Israel “loaned” the Palestinian Authority hundreds of millions of shekels that were supposed to be deducted, by law, from the taxes and customs collected on behalf of the Palestinian Authority to avoid having this money go to jailed terrorists’ salaries, Palestinian Media Watch reported. The report is based on the analysis of an official report the PA sent to Western countries.
According to the report by PalWatch legal head Attorney Maurice Hirsch, last September, shortly after the August meeting in Ramallah between Defense Minister Benny Gantz and PA Chairman Mahmoud Abbas, Israel transferred NIS 500 million ($170 million) to the PA in addition to the taxes and customs Israel collects and transfers every month.
Coordinator of Government Activities in the Territories argued that the NIS 500 million is a loan based on future collections, so, in a way, the half-billion shekels did not come “from the public coffers of the Israeli taxpayer.” That’s not true, the loan certainly did come from the Israeli taxpayer, even if it will be paid back someday.

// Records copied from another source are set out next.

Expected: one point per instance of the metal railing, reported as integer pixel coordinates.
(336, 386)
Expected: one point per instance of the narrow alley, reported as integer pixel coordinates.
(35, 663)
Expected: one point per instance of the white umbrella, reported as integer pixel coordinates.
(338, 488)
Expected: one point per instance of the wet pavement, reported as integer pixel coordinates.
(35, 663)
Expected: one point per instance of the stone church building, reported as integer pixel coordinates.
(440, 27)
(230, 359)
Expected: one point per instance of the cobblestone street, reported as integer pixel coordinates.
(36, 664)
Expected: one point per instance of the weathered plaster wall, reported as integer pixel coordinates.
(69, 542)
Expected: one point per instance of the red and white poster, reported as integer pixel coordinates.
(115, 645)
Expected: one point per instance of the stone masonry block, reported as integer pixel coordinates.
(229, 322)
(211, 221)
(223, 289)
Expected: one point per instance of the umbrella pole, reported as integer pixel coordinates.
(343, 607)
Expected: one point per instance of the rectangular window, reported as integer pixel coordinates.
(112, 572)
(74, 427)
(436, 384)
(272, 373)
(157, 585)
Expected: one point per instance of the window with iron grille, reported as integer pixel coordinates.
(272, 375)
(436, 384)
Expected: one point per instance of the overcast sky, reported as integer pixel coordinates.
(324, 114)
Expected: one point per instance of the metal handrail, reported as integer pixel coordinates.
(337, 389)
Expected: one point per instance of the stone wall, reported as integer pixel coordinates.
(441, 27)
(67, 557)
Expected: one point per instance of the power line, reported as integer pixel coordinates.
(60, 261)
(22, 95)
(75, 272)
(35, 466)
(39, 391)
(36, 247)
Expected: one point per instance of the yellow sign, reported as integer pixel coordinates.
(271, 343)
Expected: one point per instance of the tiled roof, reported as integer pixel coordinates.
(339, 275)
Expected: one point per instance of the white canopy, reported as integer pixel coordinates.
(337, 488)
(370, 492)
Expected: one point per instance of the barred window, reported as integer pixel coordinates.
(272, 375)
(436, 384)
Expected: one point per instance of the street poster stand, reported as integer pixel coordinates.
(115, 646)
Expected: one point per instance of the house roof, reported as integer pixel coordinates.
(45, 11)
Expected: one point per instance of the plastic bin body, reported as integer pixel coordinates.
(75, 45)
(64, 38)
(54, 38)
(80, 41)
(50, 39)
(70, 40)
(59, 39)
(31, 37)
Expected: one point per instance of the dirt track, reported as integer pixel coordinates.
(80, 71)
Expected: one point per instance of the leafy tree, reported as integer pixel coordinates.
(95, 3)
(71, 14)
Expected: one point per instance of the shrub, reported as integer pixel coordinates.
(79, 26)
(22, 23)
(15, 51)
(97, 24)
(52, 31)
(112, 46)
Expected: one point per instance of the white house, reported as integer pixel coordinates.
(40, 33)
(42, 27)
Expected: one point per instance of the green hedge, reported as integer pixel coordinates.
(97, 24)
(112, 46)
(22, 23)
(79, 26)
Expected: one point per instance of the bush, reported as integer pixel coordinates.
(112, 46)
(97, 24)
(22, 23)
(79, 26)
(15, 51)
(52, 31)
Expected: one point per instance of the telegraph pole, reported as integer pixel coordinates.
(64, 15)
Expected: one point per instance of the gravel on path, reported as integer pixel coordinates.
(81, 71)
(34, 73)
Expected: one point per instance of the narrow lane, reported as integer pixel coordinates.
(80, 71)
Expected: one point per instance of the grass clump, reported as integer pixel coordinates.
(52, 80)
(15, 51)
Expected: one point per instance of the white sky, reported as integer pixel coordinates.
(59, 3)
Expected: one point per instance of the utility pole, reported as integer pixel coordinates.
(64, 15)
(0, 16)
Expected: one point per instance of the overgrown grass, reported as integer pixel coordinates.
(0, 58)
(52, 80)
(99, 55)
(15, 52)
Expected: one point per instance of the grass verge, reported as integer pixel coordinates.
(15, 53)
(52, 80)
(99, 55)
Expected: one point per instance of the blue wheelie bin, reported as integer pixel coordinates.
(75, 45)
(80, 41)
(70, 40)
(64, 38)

But worse, the loan violated the 2018 Freeze Terrorist Funds Act. Also, Gantz was apparently extremely generous with promises of future Arab construction in Area C. And he also reportedly gave his consent to installing G4 communications inside the PA.
Where is Gantz’s concern for Jews in Judea and Samaria who still live under Ottoman law? What does Gantz hope to accomplish by caving in to terrorists? PMW’s report is yet another in a series exposing Bennett’s coalition bestowing gifts to the PA Arabs and this leaves us deeply concerned for Israel.